Stukenbrock told the Reuters Central European Investment Summit that initial concerns the leftist government of Prime Minister Robert Fico would dismantle economic reforms from the previous centre-right administration had not materialized.
"Currently we do not see that they will deviate from that," he said, referring to the 2009 euro adoption goal.
"Basically, our bottom line is that we expect them to get into the euro zone in 2009...They will make the numbers."
Stukenbrock said the government appeared determined to get the fiscal deficit below the euro entry target of 3 percent of gross domestic product, as well as qualify on interest rate, inflation, debt and currency criteria.
But, he said, questions remain as to whether the government will remain disciplined as Fico won a June 2006 election with pledges of more social spending and shielding the poor against rising energy bills.
Stukenbrock noted that recent government moves to undo some of the pension reforms previously adopted would be risky to the fiscal outlook.

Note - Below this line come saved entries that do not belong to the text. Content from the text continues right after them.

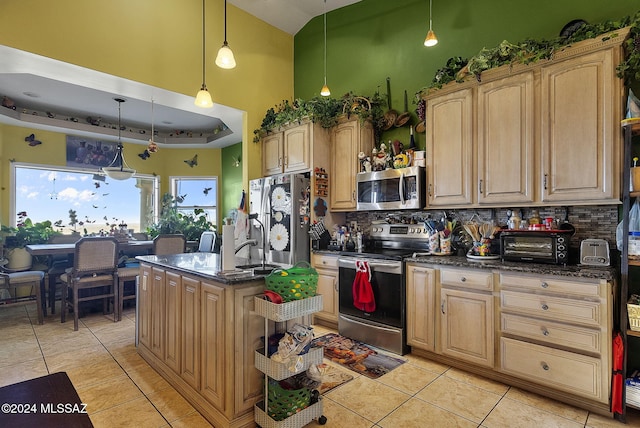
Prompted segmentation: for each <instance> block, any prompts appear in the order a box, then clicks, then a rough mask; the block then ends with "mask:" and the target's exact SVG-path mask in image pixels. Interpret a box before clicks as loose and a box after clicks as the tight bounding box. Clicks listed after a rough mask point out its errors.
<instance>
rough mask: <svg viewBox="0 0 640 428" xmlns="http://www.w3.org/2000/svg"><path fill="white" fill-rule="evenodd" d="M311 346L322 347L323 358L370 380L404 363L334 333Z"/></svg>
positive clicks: (357, 342) (317, 341)
mask: <svg viewBox="0 0 640 428" xmlns="http://www.w3.org/2000/svg"><path fill="white" fill-rule="evenodd" d="M312 346H316V347H322V348H323V352H324V356H325V358H328V359H329V360H331V361H333V362H336V363H338V364H340V365H342V366H344V367H347V368H349V369H351V370H353V371H354V372H356V373H360V374H362V375H364V376H367V377H369V378H371V379H377V378H379V377H380V376H382V375H383V374H385V373H389V372H390V371H391V370H393V369H395V368H396V367H398V366H400V365H401V364H403V363H405V360H403V359H401V358H396V357H392V356H390V355H387V354H385V353H383V352H381V351H380V350H378V349H376V348H374V347H373V346H369V345H367V344H365V343H362V342H360V341H357V340H353V339H349V338H348V337H344V336H341V335H339V334H336V333H328V334H325V335H324V336H320V337H317V338H315V339H313V342H312Z"/></svg>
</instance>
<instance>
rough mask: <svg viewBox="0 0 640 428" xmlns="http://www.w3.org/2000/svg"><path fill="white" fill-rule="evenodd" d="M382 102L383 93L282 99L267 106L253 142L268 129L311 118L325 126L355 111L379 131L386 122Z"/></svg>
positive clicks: (256, 130) (255, 142)
mask: <svg viewBox="0 0 640 428" xmlns="http://www.w3.org/2000/svg"><path fill="white" fill-rule="evenodd" d="M383 104H386V102H384V100H383V99H382V97H381V96H380V94H378V93H376V94H375V95H374V96H372V97H365V96H361V95H355V94H353V93H352V92H349V93H347V94H345V95H343V96H342V98H340V99H336V98H331V97H314V98H311V99H310V100H307V101H305V100H303V99H300V98H298V99H295V100H293V102H289V100H283V101H282V102H281V103H280V104H278V105H277V106H275V107H272V108H270V109H269V110H267V113H266V114H265V116H264V118H263V119H262V123H261V124H260V128H258V129H256V130H254V131H253V134H254V138H253V142H254V143H257V142H259V141H260V139H261V138H262V137H264V136H265V135H267V134H268V133H269V132H271V131H274V130H277V129H279V128H281V127H283V126H286V125H289V124H296V123H297V124H300V123H302V121H303V120H306V119H309V120H311V121H312V122H313V123H319V124H320V125H321V126H322V127H323V128H331V127H333V126H335V125H336V124H337V123H338V118H339V117H340V116H342V115H343V114H344V115H347V116H351V115H355V116H357V117H358V118H360V119H361V120H362V121H365V120H370V121H371V122H372V123H373V126H374V129H375V130H376V134H378V135H379V133H380V132H381V130H382V127H383V126H384V124H385V122H384V112H383V109H382V106H383Z"/></svg>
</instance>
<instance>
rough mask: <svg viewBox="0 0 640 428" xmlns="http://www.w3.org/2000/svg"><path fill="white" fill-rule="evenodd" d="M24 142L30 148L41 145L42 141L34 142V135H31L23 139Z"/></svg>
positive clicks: (39, 140) (35, 136)
mask: <svg viewBox="0 0 640 428" xmlns="http://www.w3.org/2000/svg"><path fill="white" fill-rule="evenodd" d="M24 141H26V142H27V143H29V145H30V146H31V147H34V146H37V145H39V144H42V141H40V140H36V135H35V134H31V135H29V136H28V137H24Z"/></svg>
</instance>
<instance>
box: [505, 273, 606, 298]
mask: <svg viewBox="0 0 640 428" xmlns="http://www.w3.org/2000/svg"><path fill="white" fill-rule="evenodd" d="M599 285H600V282H599V281H597V280H594V281H592V282H589V281H586V282H585V281H567V280H563V279H558V278H555V277H535V276H522V275H512V274H504V273H501V274H500V286H501V287H502V288H505V287H506V288H520V289H523V288H524V289H527V290H532V291H541V292H545V293H560V294H565V295H571V296H584V297H594V298H595V297H605V296H606V287H599Z"/></svg>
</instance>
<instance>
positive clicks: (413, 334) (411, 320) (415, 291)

"That is one of the very good reforms done in Slovakia and undoing, over the long term, could cause some inconvenience," he said.
The Slovak economy is one of the most robust in the European Union, growing at 9.4 percent in the second quarter, while it met the euro adoption criterion -- defined as inflation no more than 1.5 percentage points above the average of the three lowest EU inflation rates -- for the first time in August.
Slovak inflation is forecast by the finance ministry at 1.6 percent in April 2007-March 2008, and at 1.5 percent in May 2007-April 2008. It sees the reference value at 2.8 percent and 2.9 percent, respectively.
S&P rates Slovakia's long-term sovereign debt 'A' with a stable outlook. It last raised the country's grade in December 2005. Stukenbrock said the rating is appropriate.